Any ideas why that might be? E.g. certain types of text that were more common before that era, or other (less, er, 'suck'y) types of text that came after, 'diluting' the corpus?
Potentially even more awesome is that they have the entire dataset available for download o_O
edit: case sensitivity is more fun than insensitivity: http://ngrams.googlelabs.com/graph?content=Star+Trek%2Cstar+... vs http://ngrams.googlelabs.com/graph?content=star+trek%2CStar+...
edit2: there are a whole bunch of geek-term bumps around and just after 1900. Anyone know why?
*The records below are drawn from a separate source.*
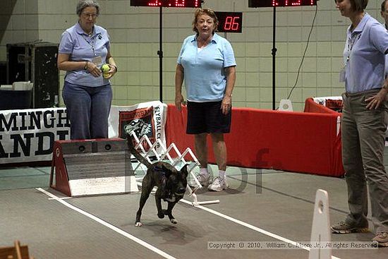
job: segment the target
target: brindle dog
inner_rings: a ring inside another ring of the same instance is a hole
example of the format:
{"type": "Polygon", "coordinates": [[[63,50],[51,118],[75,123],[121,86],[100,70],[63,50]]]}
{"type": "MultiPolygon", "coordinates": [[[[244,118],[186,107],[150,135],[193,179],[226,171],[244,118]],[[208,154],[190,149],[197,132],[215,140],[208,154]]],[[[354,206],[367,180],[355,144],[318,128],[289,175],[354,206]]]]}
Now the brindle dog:
{"type": "Polygon", "coordinates": [[[147,173],[143,179],[142,194],[139,203],[139,210],[136,212],[135,226],[143,226],[140,222],[142,210],[154,186],[157,187],[155,192],[157,217],[163,219],[164,215],[167,215],[171,223],[176,224],[177,221],[172,215],[172,209],[185,194],[188,174],[187,164],[178,171],[165,162],[157,162],[151,164],[136,150],[132,138],[129,135],[127,136],[127,143],[129,152],[147,168],[147,173]],[[167,210],[162,209],[162,199],[168,203],[167,210]]]}

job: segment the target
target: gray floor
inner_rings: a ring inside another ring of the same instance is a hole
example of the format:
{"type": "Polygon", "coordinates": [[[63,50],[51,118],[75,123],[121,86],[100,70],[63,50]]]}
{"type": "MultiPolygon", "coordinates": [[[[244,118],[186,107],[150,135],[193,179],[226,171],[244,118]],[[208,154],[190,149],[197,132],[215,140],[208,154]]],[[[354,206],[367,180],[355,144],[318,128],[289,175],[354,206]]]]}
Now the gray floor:
{"type": "MultiPolygon", "coordinates": [[[[309,252],[301,248],[212,250],[207,246],[310,241],[318,188],[329,193],[332,222],[344,219],[347,211],[343,179],[231,167],[229,190],[198,192],[200,200],[219,199],[219,204],[195,207],[180,203],[174,210],[178,221],[174,225],[157,218],[151,196],[139,228],[134,222],[140,193],[60,199],[63,194],[48,188],[49,174],[49,167],[0,169],[0,246],[19,239],[37,259],[308,258],[309,252]]],[[[370,232],[332,235],[332,240],[372,237],[370,232]]],[[[332,253],[337,258],[387,258],[388,248],[332,253]]]]}

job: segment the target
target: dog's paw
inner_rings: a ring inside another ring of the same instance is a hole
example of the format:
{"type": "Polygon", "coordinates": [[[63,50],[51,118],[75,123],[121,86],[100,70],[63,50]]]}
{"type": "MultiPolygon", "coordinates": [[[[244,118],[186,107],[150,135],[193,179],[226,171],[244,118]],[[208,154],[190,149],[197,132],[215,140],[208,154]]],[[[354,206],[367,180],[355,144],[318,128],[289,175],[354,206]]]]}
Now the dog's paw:
{"type": "Polygon", "coordinates": [[[170,219],[170,222],[172,223],[172,224],[176,224],[178,223],[178,221],[175,219],[170,219]]]}

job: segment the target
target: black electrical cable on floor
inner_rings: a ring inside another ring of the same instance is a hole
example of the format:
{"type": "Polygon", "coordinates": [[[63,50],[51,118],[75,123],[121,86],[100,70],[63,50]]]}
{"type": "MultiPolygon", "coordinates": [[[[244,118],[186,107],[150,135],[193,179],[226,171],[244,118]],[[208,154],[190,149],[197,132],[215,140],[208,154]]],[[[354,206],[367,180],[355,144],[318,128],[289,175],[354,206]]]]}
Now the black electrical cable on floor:
{"type": "Polygon", "coordinates": [[[295,81],[295,84],[292,87],[290,93],[289,94],[289,96],[287,97],[287,99],[290,98],[291,95],[292,94],[292,91],[293,91],[293,89],[296,87],[296,84],[298,83],[298,79],[299,78],[299,73],[301,73],[301,68],[302,67],[302,65],[303,64],[303,61],[305,59],[305,56],[307,52],[307,49],[308,48],[308,44],[310,43],[310,37],[311,36],[311,32],[313,32],[313,29],[314,28],[314,23],[315,22],[315,18],[317,17],[317,13],[318,11],[318,5],[315,6],[315,13],[314,14],[314,18],[313,19],[313,23],[311,24],[311,29],[310,30],[310,33],[308,34],[308,37],[307,39],[307,44],[306,47],[305,49],[305,52],[303,52],[303,56],[302,56],[302,60],[301,61],[301,64],[299,65],[299,68],[298,68],[298,73],[296,75],[296,80],[295,81]]]}

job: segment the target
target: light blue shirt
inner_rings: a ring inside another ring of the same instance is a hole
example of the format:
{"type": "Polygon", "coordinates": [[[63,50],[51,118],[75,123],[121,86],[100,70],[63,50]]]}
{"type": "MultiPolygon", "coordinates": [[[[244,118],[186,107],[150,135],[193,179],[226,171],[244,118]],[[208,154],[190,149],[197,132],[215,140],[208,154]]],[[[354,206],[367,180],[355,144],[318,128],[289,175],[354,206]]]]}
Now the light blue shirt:
{"type": "MultiPolygon", "coordinates": [[[[70,61],[92,62],[95,56],[101,56],[102,64],[106,63],[108,49],[110,48],[109,36],[107,30],[94,25],[91,37],[83,31],[78,23],[62,33],[59,53],[70,54],[70,61]]],[[[98,87],[109,83],[102,76],[96,78],[84,69],[66,71],[65,80],[70,83],[90,87],[98,87]]]]}
{"type": "Polygon", "coordinates": [[[177,61],[184,68],[187,100],[221,101],[226,86],[225,68],[236,66],[233,49],[226,39],[214,33],[207,46],[198,52],[195,36],[185,39],[177,61]]]}
{"type": "Polygon", "coordinates": [[[388,32],[377,20],[365,13],[360,23],[346,33],[344,49],[345,88],[348,92],[381,88],[384,80],[384,53],[388,32]]]}

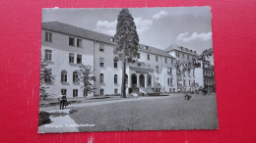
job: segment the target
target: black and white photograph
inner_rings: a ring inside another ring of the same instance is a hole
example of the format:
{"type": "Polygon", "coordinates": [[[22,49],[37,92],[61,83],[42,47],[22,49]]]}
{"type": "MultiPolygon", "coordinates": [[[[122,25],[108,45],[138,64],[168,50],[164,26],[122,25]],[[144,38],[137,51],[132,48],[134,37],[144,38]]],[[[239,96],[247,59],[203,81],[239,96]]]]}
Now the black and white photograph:
{"type": "Polygon", "coordinates": [[[38,133],[219,129],[213,49],[208,6],[44,8],[38,133]]]}

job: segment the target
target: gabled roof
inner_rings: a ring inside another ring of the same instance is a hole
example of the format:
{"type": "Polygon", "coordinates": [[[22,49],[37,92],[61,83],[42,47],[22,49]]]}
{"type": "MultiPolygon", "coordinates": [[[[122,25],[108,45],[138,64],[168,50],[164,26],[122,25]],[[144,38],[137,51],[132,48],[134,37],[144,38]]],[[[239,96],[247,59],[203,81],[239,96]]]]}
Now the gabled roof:
{"type": "MultiPolygon", "coordinates": [[[[82,27],[74,26],[71,24],[63,24],[60,22],[42,23],[41,28],[46,29],[46,30],[69,34],[72,36],[78,36],[78,37],[82,37],[82,38],[86,38],[86,39],[96,40],[96,41],[100,41],[100,42],[104,42],[104,43],[108,43],[108,44],[113,44],[113,45],[115,44],[114,42],[111,41],[111,38],[113,38],[112,36],[102,34],[99,32],[96,32],[93,30],[85,29],[82,27]]],[[[160,50],[160,49],[151,47],[148,45],[144,45],[144,44],[140,44],[139,51],[144,51],[144,52],[153,53],[156,55],[161,55],[164,57],[174,58],[164,50],[160,50]],[[144,49],[145,46],[149,47],[149,50],[145,50],[144,49]]]]}
{"type": "Polygon", "coordinates": [[[169,58],[174,58],[171,55],[169,55],[166,51],[161,50],[161,49],[158,49],[155,47],[151,47],[148,45],[144,45],[144,44],[140,44],[140,48],[139,51],[143,51],[143,52],[148,52],[148,53],[152,53],[152,54],[156,54],[156,55],[161,55],[164,57],[169,57],[169,58]],[[148,47],[148,50],[145,49],[145,47],[148,47]]]}
{"type": "Polygon", "coordinates": [[[57,31],[73,36],[78,36],[86,39],[92,39],[92,40],[96,40],[108,44],[114,44],[111,41],[112,36],[98,33],[96,31],[88,30],[85,28],[77,27],[71,24],[59,23],[59,22],[48,22],[48,23],[42,23],[41,24],[41,28],[46,29],[46,30],[52,30],[52,31],[57,31]]]}
{"type": "Polygon", "coordinates": [[[188,48],[179,46],[179,45],[175,45],[175,44],[171,44],[169,45],[164,51],[169,52],[172,50],[177,50],[177,51],[181,51],[184,53],[188,53],[188,54],[193,54],[193,55],[197,55],[196,51],[190,50],[188,48]]]}

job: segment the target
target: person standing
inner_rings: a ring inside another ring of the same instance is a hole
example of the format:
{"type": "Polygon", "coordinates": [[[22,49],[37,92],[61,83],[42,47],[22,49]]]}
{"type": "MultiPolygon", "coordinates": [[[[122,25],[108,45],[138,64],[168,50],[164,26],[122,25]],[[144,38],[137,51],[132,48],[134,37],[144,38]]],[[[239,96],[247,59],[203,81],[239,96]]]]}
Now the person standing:
{"type": "Polygon", "coordinates": [[[63,95],[63,94],[61,94],[61,95],[58,97],[60,110],[63,110],[63,109],[64,109],[65,99],[67,99],[67,98],[66,98],[66,95],[63,95]]]}

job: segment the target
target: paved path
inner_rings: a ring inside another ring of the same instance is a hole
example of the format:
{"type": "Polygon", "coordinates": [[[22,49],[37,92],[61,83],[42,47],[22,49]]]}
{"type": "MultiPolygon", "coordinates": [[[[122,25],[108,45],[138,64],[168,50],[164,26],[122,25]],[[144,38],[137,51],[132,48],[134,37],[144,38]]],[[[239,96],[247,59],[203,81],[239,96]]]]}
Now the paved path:
{"type": "Polygon", "coordinates": [[[70,117],[69,111],[72,108],[83,108],[90,106],[97,106],[97,105],[106,105],[113,103],[121,103],[121,102],[131,102],[131,101],[141,101],[141,100],[154,100],[154,99],[164,99],[164,98],[175,98],[180,96],[179,94],[174,94],[170,96],[158,96],[158,97],[138,97],[138,98],[126,98],[120,100],[112,100],[112,101],[101,101],[101,102],[92,102],[92,103],[80,103],[80,104],[72,104],[69,105],[68,109],[58,110],[59,106],[53,107],[44,107],[40,108],[40,111],[46,111],[47,113],[64,113],[67,114],[65,116],[60,117],[50,117],[52,120],[49,124],[44,124],[38,127],[38,133],[54,133],[54,132],[78,132],[77,124],[70,117]],[[56,110],[57,108],[57,110],[56,110]]]}
{"type": "MultiPolygon", "coordinates": [[[[141,101],[141,100],[153,100],[153,99],[163,99],[163,98],[174,98],[177,96],[181,96],[180,94],[171,94],[169,96],[156,96],[156,97],[138,97],[138,98],[125,98],[119,100],[110,100],[110,101],[100,101],[100,102],[91,102],[91,103],[78,103],[78,104],[71,104],[67,107],[67,109],[72,108],[82,108],[82,107],[89,107],[89,106],[96,106],[96,105],[105,105],[105,104],[113,104],[113,103],[121,103],[121,102],[130,102],[130,101],[141,101]]],[[[45,112],[58,112],[59,106],[54,107],[43,107],[39,108],[39,111],[45,112]]]]}
{"type": "MultiPolygon", "coordinates": [[[[62,111],[69,113],[69,110],[62,111]]],[[[69,115],[60,117],[50,117],[51,123],[43,124],[38,127],[38,133],[53,133],[53,132],[78,132],[78,124],[69,117],[69,115]]]]}

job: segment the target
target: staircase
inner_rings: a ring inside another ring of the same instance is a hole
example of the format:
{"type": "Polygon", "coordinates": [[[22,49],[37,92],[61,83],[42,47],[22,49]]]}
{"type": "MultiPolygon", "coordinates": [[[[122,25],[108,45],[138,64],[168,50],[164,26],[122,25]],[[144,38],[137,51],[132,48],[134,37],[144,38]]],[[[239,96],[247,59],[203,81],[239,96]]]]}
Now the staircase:
{"type": "Polygon", "coordinates": [[[149,96],[158,96],[160,95],[160,93],[158,92],[155,92],[151,87],[140,87],[139,88],[139,91],[146,94],[146,95],[149,95],[149,96]]]}

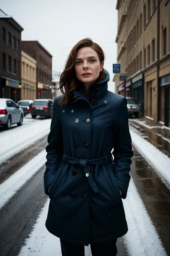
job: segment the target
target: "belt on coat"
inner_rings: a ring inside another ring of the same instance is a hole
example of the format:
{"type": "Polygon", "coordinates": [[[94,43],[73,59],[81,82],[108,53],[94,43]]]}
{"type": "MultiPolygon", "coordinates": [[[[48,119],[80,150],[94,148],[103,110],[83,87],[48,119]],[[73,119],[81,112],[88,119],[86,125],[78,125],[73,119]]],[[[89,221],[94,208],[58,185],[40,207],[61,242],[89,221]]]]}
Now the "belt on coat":
{"type": "Polygon", "coordinates": [[[83,168],[84,173],[88,179],[89,184],[94,192],[96,193],[99,191],[99,189],[94,182],[90,173],[89,166],[93,165],[105,165],[111,163],[113,162],[113,157],[111,153],[108,156],[98,158],[96,159],[88,160],[87,159],[77,159],[73,157],[71,157],[63,153],[62,157],[62,161],[64,163],[71,164],[80,165],[81,167],[83,168]]]}

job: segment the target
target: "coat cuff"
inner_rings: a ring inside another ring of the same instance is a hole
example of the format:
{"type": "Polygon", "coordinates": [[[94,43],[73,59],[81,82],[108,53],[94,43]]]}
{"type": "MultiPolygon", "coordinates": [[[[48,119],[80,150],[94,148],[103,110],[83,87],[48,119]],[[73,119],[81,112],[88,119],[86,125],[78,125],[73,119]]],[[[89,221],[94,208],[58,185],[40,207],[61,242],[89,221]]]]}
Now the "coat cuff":
{"type": "Polygon", "coordinates": [[[122,194],[121,197],[123,199],[125,199],[127,196],[127,192],[129,187],[130,179],[127,178],[126,176],[122,174],[121,175],[115,177],[116,181],[118,185],[118,187],[120,188],[122,191],[122,194]]]}
{"type": "Polygon", "coordinates": [[[47,196],[49,196],[48,191],[48,188],[51,185],[55,176],[55,175],[52,175],[51,174],[50,175],[50,177],[49,177],[48,179],[47,179],[47,177],[46,177],[46,180],[44,180],[44,190],[45,193],[46,195],[47,195],[47,196]]]}

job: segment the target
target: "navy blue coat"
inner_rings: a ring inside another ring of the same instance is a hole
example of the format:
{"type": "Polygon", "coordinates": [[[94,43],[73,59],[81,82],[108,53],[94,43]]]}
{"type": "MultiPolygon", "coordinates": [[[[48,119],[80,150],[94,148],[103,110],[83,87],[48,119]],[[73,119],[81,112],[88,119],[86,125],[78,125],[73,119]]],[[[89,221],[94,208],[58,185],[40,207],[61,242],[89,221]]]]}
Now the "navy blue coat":
{"type": "Polygon", "coordinates": [[[108,90],[109,74],[90,89],[88,100],[74,91],[66,106],[53,106],[46,147],[46,225],[52,234],[88,245],[128,231],[126,197],[133,156],[126,98],[108,90]],[[114,148],[114,160],[110,152],[114,148]],[[121,197],[119,188],[123,191],[121,197]]]}

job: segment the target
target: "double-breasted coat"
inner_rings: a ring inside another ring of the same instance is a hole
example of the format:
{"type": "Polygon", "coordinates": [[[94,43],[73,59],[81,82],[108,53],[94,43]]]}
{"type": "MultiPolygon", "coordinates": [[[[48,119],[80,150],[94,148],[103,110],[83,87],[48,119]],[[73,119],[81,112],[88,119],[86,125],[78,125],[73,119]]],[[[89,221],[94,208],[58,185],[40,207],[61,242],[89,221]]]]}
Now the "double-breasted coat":
{"type": "Polygon", "coordinates": [[[127,102],[108,90],[105,71],[106,78],[91,87],[89,100],[79,89],[66,105],[58,104],[62,96],[55,98],[46,147],[46,227],[60,238],[85,245],[128,231],[122,199],[133,153],[127,102]]]}

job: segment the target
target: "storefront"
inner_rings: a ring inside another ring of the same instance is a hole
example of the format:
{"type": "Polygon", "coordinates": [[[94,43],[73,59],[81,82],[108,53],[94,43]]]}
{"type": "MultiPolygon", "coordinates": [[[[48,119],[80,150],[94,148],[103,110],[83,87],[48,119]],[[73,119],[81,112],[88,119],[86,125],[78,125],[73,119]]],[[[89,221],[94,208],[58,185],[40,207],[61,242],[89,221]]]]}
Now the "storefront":
{"type": "Polygon", "coordinates": [[[37,99],[52,99],[52,86],[43,84],[37,84],[37,99]]]}
{"type": "Polygon", "coordinates": [[[127,80],[126,82],[126,97],[130,97],[132,95],[132,80],[127,80]]]}
{"type": "Polygon", "coordinates": [[[5,77],[0,77],[0,98],[11,99],[15,102],[21,97],[21,83],[5,77]]]}
{"type": "Polygon", "coordinates": [[[140,107],[140,113],[144,113],[144,78],[143,73],[132,78],[132,95],[140,107]]]}
{"type": "Polygon", "coordinates": [[[160,77],[161,119],[170,127],[170,74],[160,77]]]}
{"type": "Polygon", "coordinates": [[[122,96],[124,96],[124,86],[122,84],[118,87],[118,93],[122,96]]]}

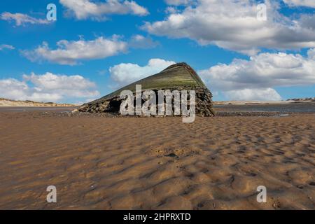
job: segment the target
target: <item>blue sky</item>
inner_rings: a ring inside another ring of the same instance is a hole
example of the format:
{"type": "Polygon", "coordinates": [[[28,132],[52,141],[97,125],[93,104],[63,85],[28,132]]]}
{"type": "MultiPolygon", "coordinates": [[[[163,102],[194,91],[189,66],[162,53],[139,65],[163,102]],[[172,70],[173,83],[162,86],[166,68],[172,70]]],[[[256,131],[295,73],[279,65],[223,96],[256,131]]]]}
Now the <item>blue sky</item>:
{"type": "Polygon", "coordinates": [[[2,0],[0,8],[0,97],[81,103],[181,62],[215,100],[315,97],[312,0],[2,0]]]}

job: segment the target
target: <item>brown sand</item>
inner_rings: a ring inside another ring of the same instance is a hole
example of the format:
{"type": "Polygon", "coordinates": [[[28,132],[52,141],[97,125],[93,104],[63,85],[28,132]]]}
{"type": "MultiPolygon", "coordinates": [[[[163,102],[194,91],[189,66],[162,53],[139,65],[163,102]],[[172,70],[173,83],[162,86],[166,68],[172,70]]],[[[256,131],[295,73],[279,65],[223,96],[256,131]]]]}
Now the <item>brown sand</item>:
{"type": "Polygon", "coordinates": [[[3,112],[0,133],[2,209],[315,209],[314,115],[183,124],[3,112]]]}

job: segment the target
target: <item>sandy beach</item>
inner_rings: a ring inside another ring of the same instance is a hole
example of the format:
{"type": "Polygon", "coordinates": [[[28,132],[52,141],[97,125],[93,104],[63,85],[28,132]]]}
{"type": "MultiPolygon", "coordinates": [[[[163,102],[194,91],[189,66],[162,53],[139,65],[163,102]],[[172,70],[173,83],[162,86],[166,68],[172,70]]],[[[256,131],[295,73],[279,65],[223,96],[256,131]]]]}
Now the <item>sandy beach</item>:
{"type": "Polygon", "coordinates": [[[0,132],[1,209],[315,209],[314,114],[184,124],[2,111],[0,132]]]}

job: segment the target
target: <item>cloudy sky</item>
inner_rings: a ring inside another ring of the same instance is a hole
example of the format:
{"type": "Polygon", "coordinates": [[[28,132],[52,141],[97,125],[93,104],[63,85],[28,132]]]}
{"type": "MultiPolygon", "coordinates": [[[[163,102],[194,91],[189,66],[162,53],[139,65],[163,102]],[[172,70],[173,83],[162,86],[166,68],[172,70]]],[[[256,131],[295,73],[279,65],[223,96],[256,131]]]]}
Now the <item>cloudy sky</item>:
{"type": "Polygon", "coordinates": [[[1,0],[0,8],[0,97],[82,103],[181,62],[215,100],[315,97],[314,0],[1,0]],[[56,21],[46,18],[52,3],[56,21]]]}

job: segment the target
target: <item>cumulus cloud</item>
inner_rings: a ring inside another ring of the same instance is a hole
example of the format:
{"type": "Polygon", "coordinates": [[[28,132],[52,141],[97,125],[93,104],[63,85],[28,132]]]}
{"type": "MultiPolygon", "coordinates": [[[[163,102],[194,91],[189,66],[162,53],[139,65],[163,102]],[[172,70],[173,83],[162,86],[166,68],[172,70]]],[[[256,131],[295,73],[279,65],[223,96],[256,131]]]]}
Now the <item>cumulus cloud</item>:
{"type": "Polygon", "coordinates": [[[261,53],[199,71],[211,90],[230,99],[278,100],[274,88],[315,85],[315,51],[299,54],[261,53]]]}
{"type": "Polygon", "coordinates": [[[14,49],[15,49],[15,48],[14,48],[11,45],[8,45],[8,44],[0,44],[0,50],[4,50],[6,49],[6,50],[14,50],[14,49]]]}
{"type": "Polygon", "coordinates": [[[60,64],[74,65],[79,60],[106,58],[124,52],[127,49],[126,42],[120,40],[119,36],[112,38],[97,38],[93,41],[80,39],[77,41],[62,40],[57,43],[57,48],[50,49],[43,42],[34,50],[22,50],[22,54],[31,62],[47,60],[60,64]]]}
{"type": "Polygon", "coordinates": [[[284,0],[284,3],[291,6],[307,6],[315,8],[314,0],[284,0]]]}
{"type": "Polygon", "coordinates": [[[279,13],[276,2],[265,2],[267,21],[257,18],[254,1],[197,0],[196,3],[181,12],[171,12],[164,20],[146,22],[141,28],[158,36],[188,38],[202,46],[216,45],[251,55],[262,48],[315,47],[315,29],[309,25],[315,24],[315,17],[303,15],[309,25],[301,18],[291,20],[279,13]]]}
{"type": "Polygon", "coordinates": [[[112,14],[132,14],[144,16],[148,14],[148,10],[134,1],[107,0],[93,1],[91,0],[59,0],[67,8],[66,14],[73,15],[78,20],[89,18],[104,20],[106,15],[112,14]]]}
{"type": "Polygon", "coordinates": [[[27,14],[10,13],[8,12],[2,13],[0,19],[6,21],[14,21],[16,26],[24,26],[26,24],[45,24],[50,23],[50,21],[43,19],[36,19],[27,14]]]}
{"type": "Polygon", "coordinates": [[[109,72],[115,84],[120,87],[154,75],[174,64],[175,62],[172,61],[153,58],[150,59],[148,64],[144,66],[136,64],[121,63],[111,67],[109,72]]]}
{"type": "Polygon", "coordinates": [[[22,80],[0,80],[0,96],[17,100],[59,102],[65,98],[90,98],[99,95],[95,83],[81,76],[47,72],[24,75],[22,80]]]}

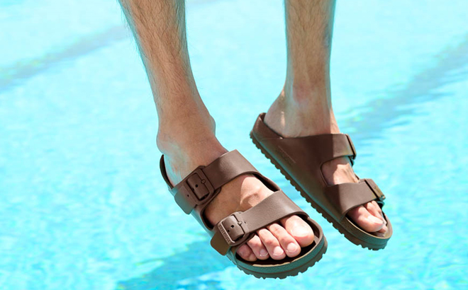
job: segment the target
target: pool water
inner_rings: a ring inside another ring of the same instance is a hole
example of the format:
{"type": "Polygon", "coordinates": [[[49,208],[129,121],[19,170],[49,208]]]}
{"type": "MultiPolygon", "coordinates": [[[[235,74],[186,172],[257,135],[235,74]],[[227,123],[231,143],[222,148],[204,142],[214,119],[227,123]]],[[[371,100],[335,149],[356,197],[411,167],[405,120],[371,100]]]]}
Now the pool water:
{"type": "Polygon", "coordinates": [[[323,228],[284,280],[211,248],[158,169],[156,112],[116,1],[0,4],[0,289],[468,289],[464,0],[337,4],[333,105],[355,168],[387,197],[382,251],[348,242],[248,138],[285,76],[279,0],[189,0],[189,46],[217,135],[323,228]]]}

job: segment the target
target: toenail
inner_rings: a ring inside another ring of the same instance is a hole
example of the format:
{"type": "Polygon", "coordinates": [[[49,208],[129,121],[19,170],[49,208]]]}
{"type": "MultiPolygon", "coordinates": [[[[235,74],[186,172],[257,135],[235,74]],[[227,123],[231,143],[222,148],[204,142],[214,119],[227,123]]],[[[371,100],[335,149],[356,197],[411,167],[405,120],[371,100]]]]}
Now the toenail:
{"type": "Polygon", "coordinates": [[[296,237],[305,237],[308,236],[311,231],[303,226],[296,226],[291,230],[293,236],[296,237]]]}
{"type": "Polygon", "coordinates": [[[289,253],[295,253],[297,250],[297,245],[294,243],[289,243],[288,246],[286,248],[286,251],[289,253]]]}
{"type": "Polygon", "coordinates": [[[371,223],[374,224],[383,224],[384,221],[379,219],[378,217],[375,217],[374,216],[367,216],[367,220],[370,221],[371,223]]]}
{"type": "Polygon", "coordinates": [[[277,256],[281,256],[284,253],[284,251],[279,245],[277,245],[273,249],[273,255],[274,255],[274,256],[277,256],[277,256]]]}

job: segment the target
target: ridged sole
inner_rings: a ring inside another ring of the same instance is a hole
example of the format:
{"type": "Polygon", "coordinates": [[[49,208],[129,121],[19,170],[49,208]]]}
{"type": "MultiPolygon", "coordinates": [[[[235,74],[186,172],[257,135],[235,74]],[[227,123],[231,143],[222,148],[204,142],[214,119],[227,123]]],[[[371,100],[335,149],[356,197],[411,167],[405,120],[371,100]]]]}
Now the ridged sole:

E.g.: http://ngrams.googlelabs.com/graph?content=Star+Wars&yea...
http://ngrams.googlelabs.com/graph?content=smartphone&ye...
(Actually, "internet" also has a similar spike. I suspect some books are mislabeled in their dates.)
Perhaps weirder, "Woot": http://ngrams.googlelabs.com/graph?content=Woot&year_sta...
http://ngrams.googlelabs.com/graph?content=liberty&year_...
The long s survives in elongated form, and with an italic-style curled descender, as the integral symbol ∫ used in calculus; Gottfried Wilhelm von Leibniz based the character on the Latin word summa ("sum"), which he wrote ſumma. This use first appeared publicly in his paper De Geometria, published in Acta Eruditorum of June 1686,[2] but he had been using it in private manuscripts at least since 1675.[3]